Mesdames et Messieurs les députés, j'aurais été fort inquiète de voir des élèves adolescents se satisfaire, sans autre et sans réaction, du départ brutal d'une de leurs camarades. Quelles que soient les raisons ou les opinions politiques, je suis persuadée qu'à l'âge de ces élèves beaucoup d'entre nous auraient eu la même réaction. Ils se sont tenus dans la dignité. Ils l'ont fait avec correction et quand je les ai informés des quelques limites qu'ils devaient observer dans leurs actions, ils les ont observées de façon tout à fait concertée. Il n'y a donc lieu de réprimander ni le directeur ni les enseignants et encore moins les élèves.

S'agissant de l'interdiction d'entrer probablement prise par l'Office fédéral des étrangers à l'encontre de Rafaela, rien n'indique dans le dossier qu'une telle décision sera prise, au contraire, semble-t-il. Ce que Mme Micheline Spoerri, conseillère d'Etat en charge du DJPS, vous a dit, je n'ai pas besoin de le répéter: il s'agit, pour un éventuel retour de Rafaela, que les conditions légales soient remplies. Si elles ne le sont pas, le retour ne se fera pas. C'est la raison pour laquelle des démarches ont été entreprises dans ce sens, et Rafaela ne reviendra pas en Suisse si les conditions légales ne sont pas remplies.

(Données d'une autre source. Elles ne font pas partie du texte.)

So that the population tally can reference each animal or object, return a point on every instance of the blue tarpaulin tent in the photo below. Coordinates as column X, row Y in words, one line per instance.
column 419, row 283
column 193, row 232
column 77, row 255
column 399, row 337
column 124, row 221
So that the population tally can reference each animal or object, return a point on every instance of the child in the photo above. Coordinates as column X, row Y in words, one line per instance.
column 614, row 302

S'agissant de la question 9 sur les conditions de séjour de Claudia et du beau-frère, que vous appelez «virtuel», de Rafaela, Claudia est en formalité pour l'obtention d'une autorisation de séjour pour vivre avec son compagnon, dont elle a, par ailleurs, un enfant.

D'autre part, il convient de relever que, pour une infraction à l'article 23 de la loi sur le séjour et l'établissement des étrangers, il faut que la personne concernée connaisse et couvre la présence en Suisse d'un étranger qui séjourne illégalement. Votre question portait sur la connaissance que pouvait avoir le beau-frère virtuel de Rafaela de sa présence. En l'occurrence, le nom de Rafaela ne figurait pas à l'adresse dudit beau-frère.

Enfin, s'agissant de l'émotion suscitée par cette affaire, le Conseil d'Etat autorise-t-il la police judiciaire à présenter la réalité des faits aux députés et aux medias?

Mesdames et Messieurs les députés, la police judiciaire a une autorité de tutelle. Cette autorité de tutelle est le département de justice et police et sa présidente, Mme Micheline Spoerri. Elle, tout comme moi, estime que la police judiciaire, si elle a des informations à transmettre, doit utiliser les voies de service usuelles. Mais, sur le fond, je rappelle que le Conseil d'Etat n'a jamais refusé de communiquer à qui que ce soit, députés ou medias - à moins qu'il y ait un impératif de protection des données ou de la personnalité, ou d'autres éléments liés aux besoins de l'enquête - des informations que la police judiciaire estimait nécessaires de porter à la connaissance du public. (Applaudissements.)

Cette interpellation urgente écrite est close.